His talks are unstructured brain dumps that take a lot of effort to unpack. Even so, they contain interesting experience/research/experimentation insights that make it worth the effort. I have every single keynote right from 1998 and its interesting to see how his thoughts have shaped over the years.
For people new to game dev don't miss these ..
Tim Sweeney's talk at POPL about the next mainstream programming language.
This is probably not as fun as the stuff Carmack is up to, but if anyone out there wants to see some examples of "real" stuff done in Haskell (for "typical startup" values of "real"), check out Real World Haskell. I found it to be a great read, especially after working through Learn You a Haskell.
Is anyone doing anything related to a universal memory abstraction in the Linux kernel? He speaks for around 5 minutes at the 20 minute mark about a unified memory architecture, and I just say hell yes. I think it might become one of the largest problems in the apu / dedicated card world, and just in general it is always an issue in a transition from dedicated plug in hardware cards with their own memories to integrated solutions using system memory.

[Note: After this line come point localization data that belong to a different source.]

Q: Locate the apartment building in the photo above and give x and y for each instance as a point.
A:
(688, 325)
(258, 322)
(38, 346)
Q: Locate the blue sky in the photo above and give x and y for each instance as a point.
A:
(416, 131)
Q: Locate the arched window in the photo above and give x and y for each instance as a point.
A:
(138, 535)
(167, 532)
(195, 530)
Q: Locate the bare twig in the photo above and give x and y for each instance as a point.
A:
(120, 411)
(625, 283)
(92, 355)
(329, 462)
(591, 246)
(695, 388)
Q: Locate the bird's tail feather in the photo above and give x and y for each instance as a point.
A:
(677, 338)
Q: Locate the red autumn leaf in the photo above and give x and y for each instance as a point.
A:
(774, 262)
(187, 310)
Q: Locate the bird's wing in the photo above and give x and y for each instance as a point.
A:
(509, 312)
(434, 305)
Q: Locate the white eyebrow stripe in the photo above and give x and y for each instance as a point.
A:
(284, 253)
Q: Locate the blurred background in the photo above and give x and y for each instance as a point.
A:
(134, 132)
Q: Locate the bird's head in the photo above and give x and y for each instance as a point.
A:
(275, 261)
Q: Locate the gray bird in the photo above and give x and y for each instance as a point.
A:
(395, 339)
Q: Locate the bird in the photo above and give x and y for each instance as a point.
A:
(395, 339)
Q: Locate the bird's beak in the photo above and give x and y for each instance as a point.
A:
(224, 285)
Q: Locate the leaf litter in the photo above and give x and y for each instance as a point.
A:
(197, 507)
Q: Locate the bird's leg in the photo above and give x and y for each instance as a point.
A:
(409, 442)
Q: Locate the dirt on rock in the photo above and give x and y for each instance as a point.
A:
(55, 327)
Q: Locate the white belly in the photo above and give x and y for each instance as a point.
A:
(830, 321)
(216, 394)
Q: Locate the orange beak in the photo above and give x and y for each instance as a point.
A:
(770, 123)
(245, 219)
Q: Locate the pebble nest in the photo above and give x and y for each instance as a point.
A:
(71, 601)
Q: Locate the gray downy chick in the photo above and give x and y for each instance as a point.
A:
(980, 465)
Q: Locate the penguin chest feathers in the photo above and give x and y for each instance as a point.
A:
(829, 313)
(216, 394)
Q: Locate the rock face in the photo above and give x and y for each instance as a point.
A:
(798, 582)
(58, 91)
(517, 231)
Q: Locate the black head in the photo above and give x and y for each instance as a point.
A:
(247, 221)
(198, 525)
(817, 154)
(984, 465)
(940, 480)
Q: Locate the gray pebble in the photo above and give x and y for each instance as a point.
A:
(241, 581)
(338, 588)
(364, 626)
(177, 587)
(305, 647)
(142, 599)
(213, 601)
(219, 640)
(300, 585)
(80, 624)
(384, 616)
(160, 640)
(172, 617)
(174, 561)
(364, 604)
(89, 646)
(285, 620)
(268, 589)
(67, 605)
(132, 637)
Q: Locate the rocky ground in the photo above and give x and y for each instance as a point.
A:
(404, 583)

Having real universal reference would make all that a non problem.
Oops! No, that's my bad. I liked your comment by the way. I was just trying to give people a reference time if they were curious.
I'm still watching the VOD because I didn't catch it live. I didn't realize the timing doesn't sync. In the VOD he first talks about unified memory architecture at about 51 minutes.
This year's speech made me think what it might have been like to listen to visionaries in the past give a talk out in the middle of a town's square.
It was like the room was dead silent (not even random people coughing or opening bags of snacks) for 3 hours while one of the smartest game devs talked about various topics.
This is the automatic twitch vod they were mentioning, with the timestamp. By the way, Carmack has been going at it for more than 2 and a half hours now. Impressive!
it was more impressive last year, when he was talking for 3.5 hours while the most of the group stage games of quakelive tournament was played. there was only one quakecon stream allowed, so those games had to be democasted later.
i had a very mixed feelings: on one hand, listening carmack is very interesting, on another - i am a quake fan and wanted to see great games.
this year they have a separate stream for games, and it is great btw. absolutely top notch work from the faceit team: http://www.twitch.tv/quakecon
Could someone post timecoded highlights? I probably can't watch a 3h keynote as I'm not a gamer, but I'd like to watch the bits I'm interested in (like about rockets, Haskell etc).
It's an extremely monolog, and he tends to follow connections in his thinking between the various topic areas, so it's difficult to index.
And honestly, I'd say only 20% of the talk is directly about gaming. Most of it is about what he thinks the future will be like in terms of programming and hardware.
if you are interested in rendering, don't miss out John's talk at 5pm dallas time today: "Principles of Lightining and Rendering with John Carmack"
http://www.quakecon.org/event-schedule/
Should also be streamed on the quakecon twitch stream.
according to the keynet video, it is supposed to be a talk he has given internally at id before and was urged to redo it at quakecon.
"John will present a lecture-style presentation on the physics of light transport and rendering. He will discuss how light behaves in the real world, and the approximations and compromises that are involved in simulating the behavior with computers. Note: not for the technically faint at heart."
Lots of big hints there for developers to pick up on. Haskell for a large simulation project , GPGPU advancement, 120 hz clock with physics interpolation, benefits of functions without side effects, performance benefits from elegant design rather than complicated optimization kludges.